The complementary filter is defined as follows,
acc_pitches[c] = lpf(acc_pitches[prev], pitch);
acc_rolls[c] = lpf(acc_rolls[prev], roll);
float dt = (float) (times[c] - times[prev])/1000;
float dx = sensor->gyrX()*dt * DEGTORAD;
float dy = sensor->gyrY()*dt * DEGTORAD;
gyr_pitches[c] = gyr_pitches[prev] + dy;
gyr_rolls[c] = gyr_rolls[prev] + dx;
gyr_yaw[c] = gyr_yaw[prev] + sensor->gyrZ()*dt * DEGTORAD;
comp_pitches[c] = (comp_pitches[prev] + dy)*(1-alpha) + alpha * acc_pitches[c];
comp_rolls[c] = (comp_rolls[prev] + dx)*(1-alpha) + alpha * acc_rolls[c];
Sample Data
Speed of Sampling
To improve the sampling speed, I removed all manual delays from the control loop, and every iteration checked whether the sensor data was ready, and if not I continued. During my testing I saw a sample rate of roughly a sample every 2.86 ms which is a rate of 372 samples per second.
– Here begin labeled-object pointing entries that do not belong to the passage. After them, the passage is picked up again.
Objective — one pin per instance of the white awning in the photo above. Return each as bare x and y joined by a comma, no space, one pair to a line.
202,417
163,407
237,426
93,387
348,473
I created 7 float arrays that stored the filtered pitch, roll from the accelerometer, roll, pitch and yaw from gyro and roll, pitch for the complementary filter. I chose to use floats because the magnitude of the values is not very high, so float precision would suffice. I also had an unsigned int array for timestamps. With a length of 10000 each, it took about 320Kb of memory and can store ~26s of data.
Sending 5s of data over BLE
I used the following code to do this,
void get_data(ICM_20948_I2C *sensor)
{
times[cnt % ARR_SIZE] = millis();
float roll = atan2(sensor->accX(), sensor->accZ());
float pitch = atan2(sensor->accY(), sensor->accZ());
if (cnt > 0){
int c = cnt % ARR_SIZE;
int prev = (cnt - 1) % ARR_SIZE;
acc_pitches[c] = lpf(acc_pitches[prev], pitch);
acc_rolls[c] = lpf(acc_rolls[prev], roll);
float dt = (float) (times[c] - times[prev])/1000;
float dx = sensor->gyrX()*dt * DEGTORAD;
float dy = sensor->gyrY()*dt * DEGTORAD;
gyr_pitches[c] = gyr_pitches[prev] + dy;
gyr_rolls[c] = gyr_rolls[prev] + dx;
gyr_yaw[c] = gyr_yaw[prev] + sensor->gyrZ()*dt * DEGTORAD;
pitches[c] = (pitches[prev] + dy)*(1-alpha) + alpha * acc_pitches[c];
rolls[c] = (rolls[prev] + dx)*(1-alpha) + alpha * acc_rolls[c];
}
else{
acc_pitches[cnt] = pitch;
acc_rolls[cnt] = roll;
}
}
void loop()
{
// BLE.advertise();
BLEDevice central = BLE.central();
// If a central is connected to the peripheral
if (central) {
Serial.print("Connected to: ");
Serial.println(central.address());
// While central is connected
while (central.connected()) {
if (myICM.dataReady()){
myICM.getAGMT();
// read sensor data
get_data(&myICM);
}
// Read data
read_data();
cnt++;
}
Serial.println("Disconnected");
}
}
Stunt
I found the motors had very high torque which allowed the robot flip if you change direction suddenly. The video below demonstrates this
Overall, I learnt a lot about how to combat a lot of the issues like noise and error compounding when using sensors in real life. It was cool to see how well simple exponential moving averages are at smoothing out a signal.